Preference File Location

On PC, when the application starts, it first reads the preference file in the installation directory, then the preference environment variable (HW_CONFIG_PATH). On Unix, the program first reads the preference file in your home directory, then the current working directory.

Finally, on both PC and Unix, the program looks for the user defined preference file.

Preference files may have any filename, but the program will only look for the .preferences.mvw file in your home directory and the current working directory on Unix.

The HyperWorks installation contains two preference files located under $ALTAIR_HOME/hw. They are:
All HyperWorks Desktop products, except HyperStudy
HyperStudy only
Seven include preference files are contained in the installation. These include preference files must be included in a main preference file, as they cannot be used as independent preference files. The include preference files are located under $ALTAIR_HOME/hw/prefinc. They are:
Table 1.
Include Preference File Used By
preferences_app.mvw Applications Menu
preferences_fepre.mvw HyperMesh
preferences_mbd.mvw MotionView
preferences_palette.mvw Palettes
preferences_plot.mvw HyperGraph 2D
preferences_plot3d.mvw HyperGraph 3D
preferences_post.mvw HyperView
preferences_tools.mvw Generic Tools
preferences_study.mvw HyperStudy

The file preferences.mvw includes all include preference files, except preferences_study.mvw. The file preferences_hst.mvw includes preferences_plot.mvw and preferences_study.mvw.

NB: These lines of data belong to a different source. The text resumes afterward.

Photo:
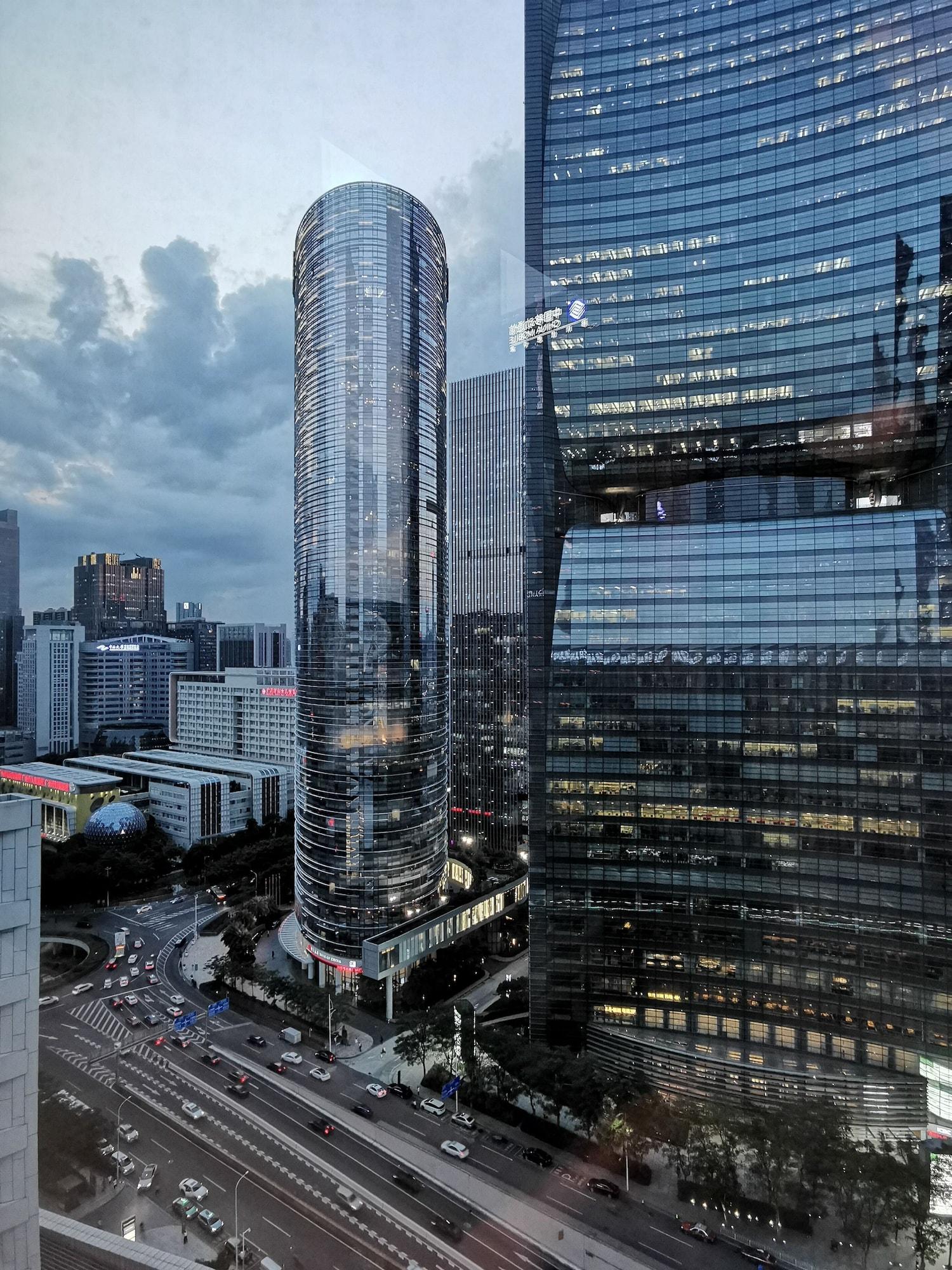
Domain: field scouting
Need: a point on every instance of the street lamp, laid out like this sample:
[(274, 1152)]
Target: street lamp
[(237, 1226)]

HyperWorks also contains two user preference files and two register keys corresponding to each of them.

The preference file may also be customized using the Set Preference File option on the File menu.

When the application is started it checks for Templex statements in the preference file. If any Templex statements are found, they are evaluated prior to executing the preference statements.

This order of processing provides you with additional programming capabilities to automate the generation of preferences. The mathematical, logical, and looping capabilities within Templex can be used to perform many operations such as setting default part attributes, getting environment variables, and performing string manipulations.